Petit mot de l'auteure : ce texte a été écrit pour la nuit du FoF sur le thème "sultan"


L'instrument de musique était magnifique. La caisse triangulaire lui offrait un aspect étonnant et original qui lui plaisait. Le long manche était raffiné, subtilement décoré de-ci de-là de feuillages travaillés. Objectivement, il s'agissait d'une merveille.

Pourtant, à cet instant précis, Osman aurait bien aimé le brûler.

Il fallait dire qu'il s'était rarement senti aussi idiot. Tout était parti d'une discussion avec Meleksima la semaine précédente. Quand il lui avait demandé si quelque chose lui manquait de sa Russie natale, elle avait soupiré en évoquant la douce mélodie de la balalaïka.
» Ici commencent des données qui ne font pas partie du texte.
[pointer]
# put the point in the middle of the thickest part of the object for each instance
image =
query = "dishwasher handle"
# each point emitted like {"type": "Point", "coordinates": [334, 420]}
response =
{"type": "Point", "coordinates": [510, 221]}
Osman aurait alors dû lui offrir sa sympathie, l'interroger sur cet instrument, chercher à poursuivre le dialogue. Malheureusement, tout ce qu'il trouva à dire, fut :

- La balalaïka ? Oh, mais j'adore cet instrument !

Là, Meleksima avait levé un sourcil.

- Vraiment ?

Il aurait été encore temps de se reprendre. Néanmoins, tout sultan qu'il était, Osman n'en restait pas moins un adolescent de quinze ans désireux d'impressionner sa douce. Ce fut ainsi qu'il avait répondu :

- Oui, vraiment, je sais même en jouer !

Ce qui était bien évidemment faux. Il n'avait jamais tenu une balalaïka, à vrai dire, il en ignorait jusqu'à son aspect. Mais comme Meleksima avait sourit d'une joie immense, il n'avait pu que s'enfoncer dans son mensonge et lui promettre de lui donner un récital particulier sitôt qu'il aurait pu commander un nouvelle instrument – il avait malheureusement cassé son ancien, ce qui était l'unique raison du fait qu'il ne pouvait jouer immédiatement devant elle.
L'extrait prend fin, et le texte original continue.